The two-time Olympian has urged athletes to step down from the dais in protest at the IOC's stance on Russian athletes, and opened up about his own experience competing against swimmers who had an unfair advantage.
"I've been there, and I knew there were athletes who were doping.
"But at the end of the day you're still there trying to do your best. Yes it's really frustrating but you're also trying to beat them, and it feels amazing when you are clean and you beat people who have been cheating."
He said the athletes would be avoiding letting the disputes have an impact on their performance.
"It's been your dream since you were a little kid, you're trying not to let it get to you."
Burmester said sweeping reforms of swimming's governing bodies were needed.
"It needs to be athlete-driven and focused and [athletes] need to be given the mandate and the power to set the rules and set the structure.
"I bet you if you asked athletes what they wanted in terms of bans for cheats, they wouldn't say a two-year ban or a four-year ban, it'd most likely be a lifetime ban from the sport. You'd see things completely change."
Australian swimmer Mack Horton labelled Sun Yang of China a drug cheat before beating him in the 400m freestyle final, due to Sun's three-month ban for doping in 2014.

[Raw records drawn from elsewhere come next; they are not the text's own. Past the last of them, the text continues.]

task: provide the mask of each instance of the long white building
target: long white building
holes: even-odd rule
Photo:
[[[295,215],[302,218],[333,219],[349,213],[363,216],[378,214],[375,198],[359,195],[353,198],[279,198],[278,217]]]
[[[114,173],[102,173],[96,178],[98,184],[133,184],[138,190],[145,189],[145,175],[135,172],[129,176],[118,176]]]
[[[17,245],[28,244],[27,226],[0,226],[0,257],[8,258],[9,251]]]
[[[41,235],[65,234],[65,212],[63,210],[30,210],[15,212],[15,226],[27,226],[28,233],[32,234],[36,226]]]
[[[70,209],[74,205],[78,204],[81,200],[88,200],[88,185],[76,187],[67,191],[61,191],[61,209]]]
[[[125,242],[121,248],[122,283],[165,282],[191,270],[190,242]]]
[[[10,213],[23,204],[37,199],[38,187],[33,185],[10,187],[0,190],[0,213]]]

"I used the words drug cheat because he tested positive," Horton said.
"He's one of the athletes here who has tested positive."
His calls were echoed by France's Camille Lacourt, who told French radio that Sun "pisses purple" after the Chinese swimmer won the 200m freestyle.
"When I see the 200m podium I want to be sick.
"I have the impression I am looking at athletics, with two or three doped in each final."
Lacourt called on the international governing body FINA to do more to address the issue.
"I hope that FINA is going to react and stop this massacre, because it is getting sad."
Inspired by Horton, American gold-medallist Lilly King called out Russia's Yulia Efimova before their 100m breaststroke final.
Efimova had previously been banned for using anabolic steroids, and after another ban for using meldonium in March she was only allowed to compete in Rio due to a reprieve from the Court of Arbitration for Sport.
"You're shaking your finger number one, and you've been caught for drug cheating," King said to Efimova after both swimmers won their semi-finals.
"I'm just not a fan," she later added.
"If that's what she feel she needs to be able to compete, whatever, that's her deal... I'm here to compete clean for the US," the 19-year-old said.
Their final was framed as a 'good vs evil' battle along Cold War lines, with Jones taking the gold ahead of Efimova.
At a press conference after the race, Jones also took aim at one of her fellow Americans, sprinter Justin Gatlin, who has served two suspensions for failing drug tests during his career.
King said he shouldn't be included in the American track and field team for Rio.
"I have to respect [the IOC's] decision even if it's not something I necessarily agree with," she said.
"Do I think people who were caught for doping offences should be on the team? No I don't.
"It's unfortunate that we have to see that and it's such a toss-up between sports and between countries. It's something that needs to be set in stone to settle this."
It has been revealed that Efimova was one of two convicted drug cheats who escaped testing for five months last year.
Efimova and Ning Zetao of China were not tested by FINA in the five months immediately after they each won at the world championships.
They were only subjected to testing by their own national bodies, whose programmes have been discredited.
Athletes from other countries were outraged at the revelation, as Australian relay champion Melanie Wright called for FINA to be thrown out.
Five-time gold medallist Ian Thorpe has backed the outspoken stance of athletes against performance enhancing drugs and said there needs to be harsher punishments for doping, but he also made the point that each case is different.
"What the athletes are saying and what we're hearing is 'we want stricter policy'," Thorpe told Fox Sports.
"I don't know if I agree with the attitude, 'once a drug cheat, always a drug cheat' - I think there is space and there needs to be room within policy for small mistakes."